Die Europäische Kommission warnt vor Italiens Schuldenpolitik und öffnet die Tür für ein Defizitverfahren samt Geldbußen.
Brüssel. Wer am Mittwoch geglaubt hatte, Italiens Regierung werde im Haushaltsstreit mit der Europäischen Kommission und den restlichen Mitgliedern der Eurozone einlenken und sich somit eine EU-Verfahren samt möglichen erstmaligen Bußgeldzahlungen ersparen, war auf dem Holzweg. Weder die linkspopulistische Fünf-Sterne-Bewegung noch ihr rechtsautoritärerer Koalitionspartner Lega gedenkt davon abzugehen, nächstes Jahr 2019 mehr neue Schulden zu machen, als es Italiens Verpflichtungen aus dem Stabilitätspakt entspricht. Und so tat die Kommission das, was von ihr erwartet worden war: Sie erklärte förmlich, dass der italienische Haushaltsentwurf eine „besonders schwerwiegende Nichteinhaltung“ jener Budgetempfehlungen war, welche sie an Rom geschickt hatte. Das bedeutet, dass nun die Tür offen ist für ein Defizitverfahren samt Strafsanktionen.

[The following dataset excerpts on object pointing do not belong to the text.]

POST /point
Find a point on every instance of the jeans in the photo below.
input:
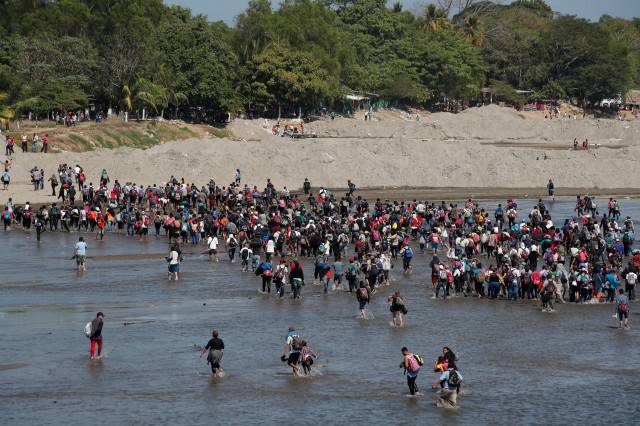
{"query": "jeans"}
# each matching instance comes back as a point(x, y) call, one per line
point(411, 382)
point(441, 285)
point(266, 284)
point(514, 292)
point(296, 287)
point(97, 340)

Eurofinanzminister am Ball
„Ist der Brief schon da? Ich warte auch auf einen vom Christkind“, höhnte Lega-Chef Matteo Salvini am Mittwoch. Europa müsse „lernen, das italienische Volk zu respektieren.“ Er denke nicht daran, die Abschaffung der von seiner Vorgängerregierung eingeführten Reform des Pensionssystems wieder rückgängig zu machen.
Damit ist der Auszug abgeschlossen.